O gráfico divide-se claramente em dois grupos, e a linha divisória não é aleatória. É o DNA do retalho.
Tesla (1.70x) e Ionity (1.67x) estão no topo. Sem surpresa, quando se pensa no que realmente é execução. Ambas estão profundamente integradas na navegação dos veículos — as suas estações surgem como opções de primeira escolha antes mesmo de o condutor pensar em alternativas. A Tesla tem integração vertical e uma lealdade à marca que roça o religioso. A Ionity tem o consórcio de OEMs por trás, com o Plug & Charge a eliminar todos os pontos de fricção possíveis. Junte preços competitivos e elevada fiabilidade, e obtém 70% mais utilização do que a mediana do mercado.
Uno-X (1.64x) e Circle K (1.41x) são retalhistas de combustíveis — empresas que vendem coisas a condutores há décadas. Sabem como funciona o retalho de conveniência. Têm infraestruturas de cartões de combustível já existentes, terminais de pagamento que simplesmente funcionam e localizações onde as pessoas já param. A transição de vender diesel para vender eletrões acaba por ser mais fácil do que construir uma marca de carregamento de raiz.
Abaixo da linha de 1.0x, o padrão inverte-se. Mer (0.93x, 256 estações), Kople (0.87x, 166 estações) e Recharge (0.65x, 263 estações) são todos operadores tradicionalmente focados em ativos. Vêm de estruturas de propriedade ligadas a utilities ou fundos de infraestrutura — organizações que sabem mobilizar capital e construir redes físicas, mas cuja competência central nunca foi o retalho dirigido ao consumidor. São excelentes a escolher localizações e a deitar betão. Têm menos prática nos preços, na marca e na experiência do utilizador que levam um condutor a escolher a sua estação em vez da que fica do outro lado da estrada.
É exatamente isso que o score de execução capta. O score de localização já reconhece o valor da base de ativos destes operadores — e muitos deles têm bons scores de localização. O que sobra é a execução no retalho: converter fluxo de clientes em sessões. E aí, a diferença é gritante.
A mesma marca, mercados diferentes
Um único score de execução esconde algo importante: o mesmo operador pode destacar-se num mercado e ter dificuldades noutro. Os scores por país — cada um relativo à mediana do respetivo mercado — revelam essa variação.
Todos os operadores neste gráfico têm um score mais elevado na Suécia do que na Noruega. Não porque sejam melhores na Suécia — mas porque a mediana do mercado sueco é mais baixa. A extrema penetração de VE na Noruega eleva aí a fasquia do que é “médio”.
Tesla e Ionity ultrapassam ambas os 2.0x na Suécia — o dobro da mediana do mercado local. A Circle K supera o mercado em ambos os países, mas com uma vantagem maior na Suécia (1.61x vs 1.41x).
A Mer está quase perfeitamente na média em ambos os países: 0.93x na Noruega, 0.93x na Suécia. Consistente, mas consistentemente mediana.
A Recharge tem um desempenho abaixo da média em ambos: 0.65x na Noruega, 0.70x na Suécia.

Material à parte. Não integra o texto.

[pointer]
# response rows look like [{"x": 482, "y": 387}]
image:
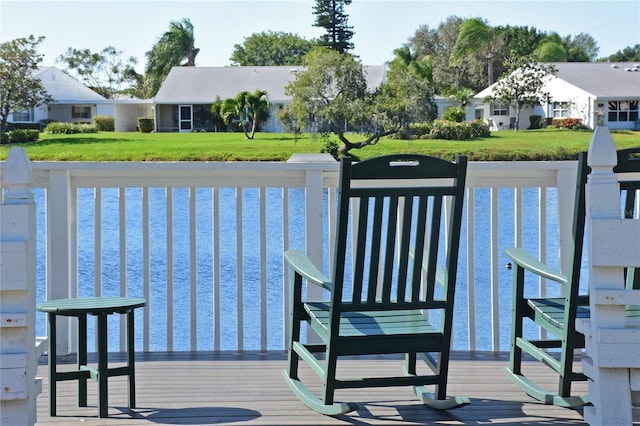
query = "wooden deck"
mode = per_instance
[{"x": 205, "y": 388}]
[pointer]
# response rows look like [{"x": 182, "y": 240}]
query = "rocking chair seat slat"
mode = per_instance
[
  {"x": 553, "y": 310},
  {"x": 392, "y": 285},
  {"x": 382, "y": 323}
]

Mais estações com utilização abaixo da média é uma estratégia de volume, não uma estratégia de execução.
O score de execução elimina o ruído da localização para revelar o que os operadores realmente controlam: presença na navegação a bordo, força da marca, preços, disponibilidade e experiência do utilizador. Na Noruega, o melhor operador (1.70x) gera quase três vezes a utilização da pior rede convencional (0.65x) — em localizações de qualidade equivalente. É a diferença entre uma rede rentável e um ativo encalhado. E corresponde quase perfeitamente à questão de a origem do operador estar no retalho ou na infraestrutura.